There had to be a better way- This farm received the first SPS solar water pump which was developed to pump water from a stream inaccessible to the livestock. The SPS pump supplied multiple troughs around the farm, enabling the use of a paddock grazing system. It did this using only solar energy and operating automatically:

SPS were promoting their award winning solar pump system at the recent Teagasc Beef 2018 event at Grange, Co. Meath. Given the drought conditions this year and difficulty in maintaining a good water supply there was a lot of interest in this low cost system.

Good grass growth is essential for milk production and due to the ongoing drought conditions the average farm is back one to two litres of milk per cow per day. According to IFAC the total potential cost of the ongoing drought on a 100-cow dairy herd over a seven-day period is c. €2,600.

Indeed many farmers are now feeding first cut silage or hay to their stock plus twice the normal amount of concentrates to keep the cows milking well.
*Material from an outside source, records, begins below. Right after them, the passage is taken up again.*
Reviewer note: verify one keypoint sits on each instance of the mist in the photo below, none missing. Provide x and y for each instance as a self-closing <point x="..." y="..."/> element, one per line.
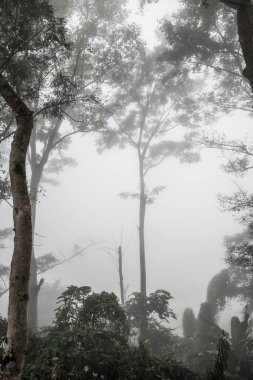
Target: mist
<point x="104" y="185"/>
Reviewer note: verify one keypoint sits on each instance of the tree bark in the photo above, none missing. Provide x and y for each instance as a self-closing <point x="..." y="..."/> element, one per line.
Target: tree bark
<point x="16" y="339"/>
<point x="33" y="283"/>
<point x="245" y="32"/>
<point x="37" y="171"/>
<point x="121" y="283"/>
<point x="143" y="286"/>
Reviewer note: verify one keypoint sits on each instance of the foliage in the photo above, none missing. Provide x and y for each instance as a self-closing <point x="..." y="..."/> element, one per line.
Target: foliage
<point x="89" y="340"/>
<point x="156" y="306"/>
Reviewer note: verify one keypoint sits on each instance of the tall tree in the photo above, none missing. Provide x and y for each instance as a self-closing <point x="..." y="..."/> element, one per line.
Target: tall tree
<point x="30" y="42"/>
<point x="103" y="46"/>
<point x="156" y="104"/>
<point x="16" y="338"/>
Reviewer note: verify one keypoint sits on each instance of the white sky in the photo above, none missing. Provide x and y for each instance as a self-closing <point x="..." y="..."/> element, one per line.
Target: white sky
<point x="185" y="229"/>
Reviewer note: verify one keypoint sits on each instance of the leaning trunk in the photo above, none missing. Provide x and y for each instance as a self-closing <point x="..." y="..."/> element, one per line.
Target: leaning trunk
<point x="121" y="282"/>
<point x="33" y="283"/>
<point x="143" y="289"/>
<point x="16" y="338"/>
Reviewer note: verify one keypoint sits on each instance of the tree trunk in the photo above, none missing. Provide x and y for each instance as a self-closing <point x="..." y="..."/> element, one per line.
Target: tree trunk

Feed compound millers are working flat out to keep their customers supplied. 

Even so the national milk supply has fallen this year even though there are a lot more cows on farms. According to the Central Statistics Office milk production on Irish farms fell for April & May. June & July will be no different. 

 Farmers using wells may have to bore deeper to keep the water coming. A typical 100-cow dairy farmer needs an average supply of 2,500 gallons of water per day (a dairy cow drinks 25 gallons of water daily). For such a demand, the cost of the actual drilling and installation of the pump for a new well would be around €4,500 to 5,000.

You must also add the cost of the pump, which for this volume, would cost around €1,500.If you are in a hard water area, you may need to install a water softener to protect the milk cooling unit. This can add another €1,500 to the price, taking the total cost to nearly €8,000.

So many farmers are now consider the option of using some form of irrigation. Most farmers live close to a river so extracting extra water is not usually a problem. Because these irrigation systems are automated they can be used at night thereby minimising any water losses to evaporation.

A landowner has a riparian right to take water from a stream running through or by his farm, however (s) he must have regard to the rights of other landowners upstream and downstream. 

Indeed milk producers & wine growers in New Zealand have been irrigating their farms for years.  An official report estimated the net farm gate GDP contribution of irrigation at $2.17 billion in 2011/2012. The area irrigated land area also increased from 457,700 hectares to 721,400 hectares during the last decade. So Irish farmers can learn from the NZ experience.